Question

A pyrotechnical releases a 3 kg firecracker from rest. at t=0.4 s, the firecracker is moving downward with a speed 4 m/s. At the same instant the firecracker begins to explode into two pieces, "top" and "bottom", with masses mtop = 1 kg and mbottom=2 kg. At the end of the explosion (t = 0.6 s), the top piece is moving upward with speed 6 m/s The mass of the explosive substance is negligible in comparison to the mass of the two pieces.
a) Determine the magnitude of the net force on the firecracker system before the explosion. (use g=10). Explain.

I said f=m*a=(3)(10)= 30N

b) Determine the magnitude of the net force on the firecracker system during the explosion.

I said the net force would still be 30 N but I'm not sure.

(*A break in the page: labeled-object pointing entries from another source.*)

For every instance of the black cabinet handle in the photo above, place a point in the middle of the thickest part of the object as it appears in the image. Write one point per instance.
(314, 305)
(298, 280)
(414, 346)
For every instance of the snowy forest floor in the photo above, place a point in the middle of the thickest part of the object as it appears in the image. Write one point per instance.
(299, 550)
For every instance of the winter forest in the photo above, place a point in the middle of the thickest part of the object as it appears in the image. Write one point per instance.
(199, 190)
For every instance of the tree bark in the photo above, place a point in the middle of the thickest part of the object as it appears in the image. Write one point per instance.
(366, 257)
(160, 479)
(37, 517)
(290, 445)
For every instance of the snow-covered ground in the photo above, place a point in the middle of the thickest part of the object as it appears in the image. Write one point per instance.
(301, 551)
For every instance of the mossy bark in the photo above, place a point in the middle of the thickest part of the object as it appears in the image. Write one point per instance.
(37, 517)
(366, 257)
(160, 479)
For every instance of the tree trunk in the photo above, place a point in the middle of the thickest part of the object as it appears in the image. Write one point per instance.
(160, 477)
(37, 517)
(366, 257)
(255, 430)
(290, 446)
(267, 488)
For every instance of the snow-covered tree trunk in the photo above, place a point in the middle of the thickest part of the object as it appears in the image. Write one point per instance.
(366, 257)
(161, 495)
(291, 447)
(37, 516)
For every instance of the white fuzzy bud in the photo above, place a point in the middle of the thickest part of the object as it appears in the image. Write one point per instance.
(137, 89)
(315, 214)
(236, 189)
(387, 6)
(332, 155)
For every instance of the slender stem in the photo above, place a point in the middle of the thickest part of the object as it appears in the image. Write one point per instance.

c) Determine the magnitude and reaction of the net impulse on the firecracker system during the explosion (from t=0.4 to t=0.6). Explain.

I did p=m*v=(30)(0.2)=6 but I'm not sure if this is right

d) Use the impulse momentum theorem to determine the change in magnitude and direction of momentum of the firecracker system during the explosion.

Draw a vector diagram for initial, change, and final momentum of the top, bottom, and system as a whole.

Answer 1

Answer:

a) F = 30 N, b)   I = 12 N s , c)  I = -12 N s , d) ΔI = 0 N s

Explanation:

This exercise is a case at the moment, let's define the system formed by the firecracker and its two parts, in this case the forces during the explosion are internal and the moment is conserved

Initial, before the explosion

     p₀ = m v

The speed can be found by kinematics

     v = v₀ - g t

     v = 0 - 10 0.4

     v = -4.0 m / s

Final after division

     pf = m₁ v₁f + m₂ v₂f

    p₀ = pf

    M v = m₁ v₁f + m₂ v₂f

Where M is the initial mass (M = 3 kg), m₁ is the mass mtop (m₁ = 1 kg) and m₂ in the mass m botton (m₂ = 2kg) and the piece that moves up (v₁f = 6m/s )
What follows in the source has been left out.